Tyra Hughes, Editor In Chief

Most people might recognize Cicely Tyson from The Help or being the all knowing, peace bearing grandmother in various Tyler Perry’s films like The Diary of a Mad Black Woman or Madea’s Family Reunion

However, before her many film roles during the ‘10s, film mogul, Cicely Tyson led a 7 decade acting career with outstanding roles in notable films such as The Sounder, Roots, and The Color Purple.

Born on December 19, 1924 and the daughter of  West Indian immigrant parents from Nevis, Cicely Tyson grew up in Harlem, New York with a background of modeling and Off-Broadway acting in her early career.

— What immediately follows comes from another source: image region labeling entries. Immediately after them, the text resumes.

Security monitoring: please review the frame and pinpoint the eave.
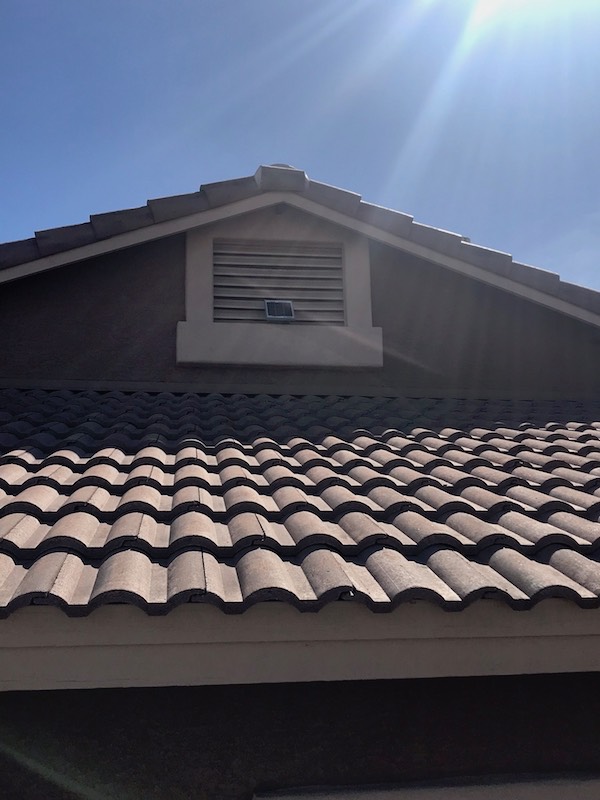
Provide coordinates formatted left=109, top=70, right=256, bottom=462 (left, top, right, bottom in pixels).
left=0, top=191, right=600, bottom=327
left=0, top=600, right=600, bottom=691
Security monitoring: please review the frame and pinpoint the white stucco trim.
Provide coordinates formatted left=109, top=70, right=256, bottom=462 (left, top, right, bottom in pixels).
left=177, top=216, right=383, bottom=367
left=0, top=600, right=600, bottom=691
left=0, top=192, right=600, bottom=327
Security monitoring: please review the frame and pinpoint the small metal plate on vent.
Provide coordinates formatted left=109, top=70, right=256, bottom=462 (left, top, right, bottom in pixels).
left=265, top=300, right=294, bottom=322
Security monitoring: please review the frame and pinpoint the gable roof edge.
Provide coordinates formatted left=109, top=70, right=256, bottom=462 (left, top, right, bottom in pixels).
left=0, top=191, right=600, bottom=328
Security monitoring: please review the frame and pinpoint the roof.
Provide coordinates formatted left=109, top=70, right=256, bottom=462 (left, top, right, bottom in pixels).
left=0, top=389, right=600, bottom=616
left=0, top=165, right=600, bottom=324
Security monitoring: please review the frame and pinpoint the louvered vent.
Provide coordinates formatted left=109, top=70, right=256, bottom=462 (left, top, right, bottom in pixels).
left=213, top=239, right=344, bottom=325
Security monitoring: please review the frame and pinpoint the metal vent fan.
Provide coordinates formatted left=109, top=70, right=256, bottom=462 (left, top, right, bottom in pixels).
left=265, top=300, right=294, bottom=322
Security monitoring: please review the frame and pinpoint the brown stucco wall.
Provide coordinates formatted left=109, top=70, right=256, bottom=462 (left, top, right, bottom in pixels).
left=0, top=235, right=600, bottom=397
left=0, top=673, right=600, bottom=800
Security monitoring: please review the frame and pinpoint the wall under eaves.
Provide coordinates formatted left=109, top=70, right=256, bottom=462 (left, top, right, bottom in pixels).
left=0, top=235, right=600, bottom=398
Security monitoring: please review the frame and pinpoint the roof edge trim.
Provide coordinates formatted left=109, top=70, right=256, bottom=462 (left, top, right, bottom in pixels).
left=0, top=191, right=600, bottom=328
left=0, top=600, right=600, bottom=691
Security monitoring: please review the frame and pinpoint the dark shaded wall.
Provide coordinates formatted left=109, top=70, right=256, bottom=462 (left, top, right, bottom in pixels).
left=371, top=244, right=600, bottom=397
left=0, top=235, right=600, bottom=397
left=0, top=674, right=600, bottom=800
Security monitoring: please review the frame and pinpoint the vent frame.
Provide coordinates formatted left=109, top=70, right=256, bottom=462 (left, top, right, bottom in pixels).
left=212, top=238, right=347, bottom=326
left=265, top=298, right=294, bottom=323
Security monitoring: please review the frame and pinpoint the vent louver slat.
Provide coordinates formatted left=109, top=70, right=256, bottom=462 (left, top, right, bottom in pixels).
left=213, top=239, right=344, bottom=325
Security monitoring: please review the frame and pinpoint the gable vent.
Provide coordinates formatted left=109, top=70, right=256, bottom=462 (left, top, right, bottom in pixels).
left=213, top=239, right=344, bottom=325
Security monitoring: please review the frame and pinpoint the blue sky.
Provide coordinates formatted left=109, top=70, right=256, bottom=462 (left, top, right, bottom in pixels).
left=0, top=0, right=600, bottom=289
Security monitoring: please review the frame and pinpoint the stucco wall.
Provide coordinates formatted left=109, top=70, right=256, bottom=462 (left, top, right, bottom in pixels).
left=371, top=244, right=600, bottom=397
left=0, top=230, right=600, bottom=397
left=0, top=673, right=600, bottom=800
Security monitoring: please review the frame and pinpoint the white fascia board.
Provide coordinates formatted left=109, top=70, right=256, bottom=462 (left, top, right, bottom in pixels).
left=0, top=600, right=600, bottom=691
left=0, top=192, right=600, bottom=328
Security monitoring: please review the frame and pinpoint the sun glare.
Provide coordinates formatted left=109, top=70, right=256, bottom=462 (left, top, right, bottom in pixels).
left=470, top=0, right=581, bottom=27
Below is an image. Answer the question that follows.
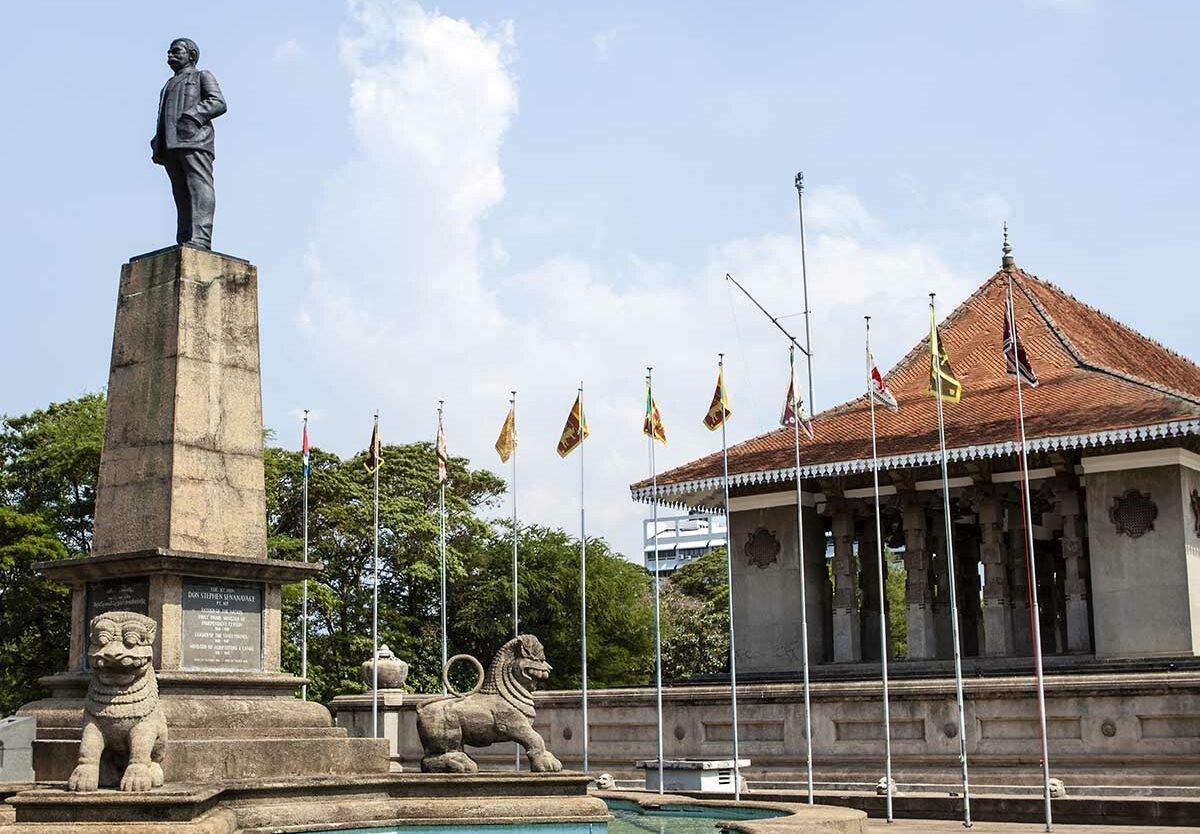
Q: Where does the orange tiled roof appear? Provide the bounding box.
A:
[632,266,1200,503]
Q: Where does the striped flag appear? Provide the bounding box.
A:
[866,350,900,412]
[496,406,517,463]
[558,391,592,457]
[1004,296,1038,388]
[925,305,962,402]
[777,352,812,440]
[704,365,733,432]
[642,382,667,445]
[362,418,383,473]
[437,408,450,484]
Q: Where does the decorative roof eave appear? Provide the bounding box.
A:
[630,419,1200,510]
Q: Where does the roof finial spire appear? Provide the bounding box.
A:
[1000,220,1016,269]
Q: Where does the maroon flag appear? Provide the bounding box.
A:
[1004,299,1038,388]
[866,353,900,412]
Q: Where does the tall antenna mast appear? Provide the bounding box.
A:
[796,170,817,414]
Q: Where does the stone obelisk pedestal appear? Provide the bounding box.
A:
[20,246,389,782]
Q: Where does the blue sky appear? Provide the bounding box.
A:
[0,0,1200,561]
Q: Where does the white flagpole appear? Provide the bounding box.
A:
[433,400,450,695]
[580,380,588,773]
[371,412,383,738]
[646,367,664,793]
[509,391,521,772]
[929,293,971,828]
[787,346,814,805]
[1004,271,1054,832]
[865,316,892,822]
[300,408,311,701]
[716,353,739,800]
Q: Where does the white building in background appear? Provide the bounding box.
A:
[642,512,726,576]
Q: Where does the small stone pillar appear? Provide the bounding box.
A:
[1008,505,1033,656]
[1058,490,1092,654]
[904,499,936,660]
[330,643,410,773]
[976,496,1013,658]
[829,498,863,664]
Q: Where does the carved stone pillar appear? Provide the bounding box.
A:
[1058,491,1092,653]
[1007,504,1033,656]
[902,498,936,660]
[829,499,863,664]
[976,496,1013,658]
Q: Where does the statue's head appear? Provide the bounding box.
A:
[167,37,200,72]
[514,634,552,688]
[88,611,157,686]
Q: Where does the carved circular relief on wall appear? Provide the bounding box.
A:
[1109,490,1158,539]
[743,527,780,568]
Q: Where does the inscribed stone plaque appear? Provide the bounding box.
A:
[182,578,263,671]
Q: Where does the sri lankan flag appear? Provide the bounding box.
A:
[362,418,383,472]
[704,365,733,432]
[642,382,667,445]
[558,390,592,457]
[496,406,517,463]
[925,305,962,402]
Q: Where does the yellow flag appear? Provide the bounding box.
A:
[642,383,667,445]
[704,365,733,432]
[362,418,383,472]
[925,305,962,402]
[496,406,517,463]
[558,392,592,457]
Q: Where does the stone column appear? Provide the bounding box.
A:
[829,498,863,664]
[976,496,1013,658]
[1058,490,1092,654]
[1008,504,1033,655]
[902,498,935,660]
[858,518,886,660]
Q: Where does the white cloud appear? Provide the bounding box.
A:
[296,0,993,564]
[271,37,304,64]
[592,29,620,61]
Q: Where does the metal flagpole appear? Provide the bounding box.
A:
[787,346,814,805]
[716,353,739,800]
[580,380,588,773]
[864,316,892,822]
[929,293,971,828]
[1004,271,1054,832]
[434,400,450,695]
[796,170,817,419]
[646,367,664,793]
[509,391,521,770]
[371,412,382,738]
[300,408,310,701]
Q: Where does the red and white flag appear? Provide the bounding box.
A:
[1004,296,1038,388]
[779,354,812,440]
[866,352,900,412]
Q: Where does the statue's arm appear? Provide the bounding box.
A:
[184,70,226,125]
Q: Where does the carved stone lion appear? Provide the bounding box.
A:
[416,634,563,773]
[67,611,167,791]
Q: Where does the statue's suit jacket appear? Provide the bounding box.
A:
[150,67,226,164]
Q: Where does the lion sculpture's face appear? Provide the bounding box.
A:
[514,635,553,688]
[88,611,155,686]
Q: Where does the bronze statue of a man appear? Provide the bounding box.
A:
[150,37,226,250]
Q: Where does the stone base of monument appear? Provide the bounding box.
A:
[4,773,608,834]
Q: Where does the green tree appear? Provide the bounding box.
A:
[660,547,730,680]
[0,394,104,556]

The perhaps most admirable trait of Cicely Tyson is how selective she was with the roles she played. With each role she took on, Tyson made sure she was portraying a character that would be uplifting to the Black community. Though this devotion made it significantly harder for her to be cast in films early on in her career, her refusal to play the small pool of roles available to Black women that were available says a lot about the film industry during the 60s and 70s as well as the stereotypical roles that actresses most had to settle for.   

“I went for years not working. I guess every two years maybe I’d get a role. Intermittently I’d find something to do. I just would not allow myself not to work.” Tyson said in a 2015 interview.

Actress Cicely Tyson won three Emmy Awards throughout her illustrious career.(Associated Press)

This devotion, however, truly was worth it in the end because it led Tyson to extraordinary roles that portrayed notable Black women in history, and everyday life. At just 40 years old, Cicely Tyson excelled in her role as 110-year-old former slave, Jane Pittman in The Autobiography of Miss Jane Pittman (1974). Tyson’s extensive research of the civil rights era throughout the production of the film and her method acting earned her two Emmy Awards.

Throughout her life, Tyson has rightfully been rewarded for her contributions to Black film history. In 1977, she was inducted into the Black Filmmakers Hall of Fame and she then went on to be inducted into the 2020 TV Hall of Fame 43 years later.

A true icon of Black history and admired by many in the film industry, Tyson was also named a Kennedy Center honoree  and given the Presidential Medal of Freedom by former President Barack Obama in 2015.

Cicely Tyson died peacefully in her New York home last month on January 28.